Avec tout ce qu’on a fait pour toi, Marie Brantôme

Le Phare de la vieille, Yves Heurté

Le Jour de la cavalerie, Hubert Mingarelli

Un été 58, Jean-Paul Nozière

1

Samuel s’arrêta en bas de l’escalier, regarda successivement la fenêtre puis le fauteuil et s’assit sur la dernière marche. Il enfila ses chaussures et s’approcha de la vieille.

– Bonjour, m’dame !

La vieille souleva la main et la laissa retomber sur le bras du fauteuil. Il se pencha sur elle.

– On va pas s’en faire jusqu’à ce soir, hein ! Qu’est-ce que t’en dis ?

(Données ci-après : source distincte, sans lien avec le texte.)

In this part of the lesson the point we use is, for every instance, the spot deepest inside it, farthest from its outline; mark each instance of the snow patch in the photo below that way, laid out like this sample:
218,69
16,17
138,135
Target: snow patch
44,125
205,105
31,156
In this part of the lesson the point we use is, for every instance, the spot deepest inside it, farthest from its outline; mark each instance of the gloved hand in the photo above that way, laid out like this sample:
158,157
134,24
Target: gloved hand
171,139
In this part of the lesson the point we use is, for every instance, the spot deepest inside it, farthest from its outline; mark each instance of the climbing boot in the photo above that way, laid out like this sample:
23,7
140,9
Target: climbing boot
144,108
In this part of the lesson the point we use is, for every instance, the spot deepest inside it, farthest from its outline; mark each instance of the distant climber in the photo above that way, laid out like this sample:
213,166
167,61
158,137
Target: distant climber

La vieille leva la main. Il lui replia les couvertures sur les jambes.

– Écoute un peu ça ! dit-il sur un ton de confidence, cette nuit j’ai réfléchi.

Il se redressa, laissa passer un moment et changea sa voix, prit celle de la vieille :

– Oh ! Samuel ! Qu’est-ce que t’es encore allé trouver, c’est pas un jour à réfléchir, non ? Ça serait plutôt un jour à prendre du bon temps étant donné que c’est pas si souvent qu’on peut en prendre. Alors moi, tu vois, ça me plairait que tu commences par me faire mes œufs.

Sam dévisagea la vieille.

– Je t’ai seulement dit que j’avais réfléchi, fit-il, reprenant sa voix, et pas autre chose. Est-ce qu’une seule fois t’as pas eu tes œufs ?

Il reprit la voix de la vieille sur un ton apaisé :

– Ne vas pas te fâcher, Samuel, d’accord, t’as réfléchi, t’as rien dit d’autre, et des fois je voudrais bien entendre tes réflexions, simplement ça me plairait que tu me fasses mes œufs avant de les entendre, et voilà ce que moi j’ai dit.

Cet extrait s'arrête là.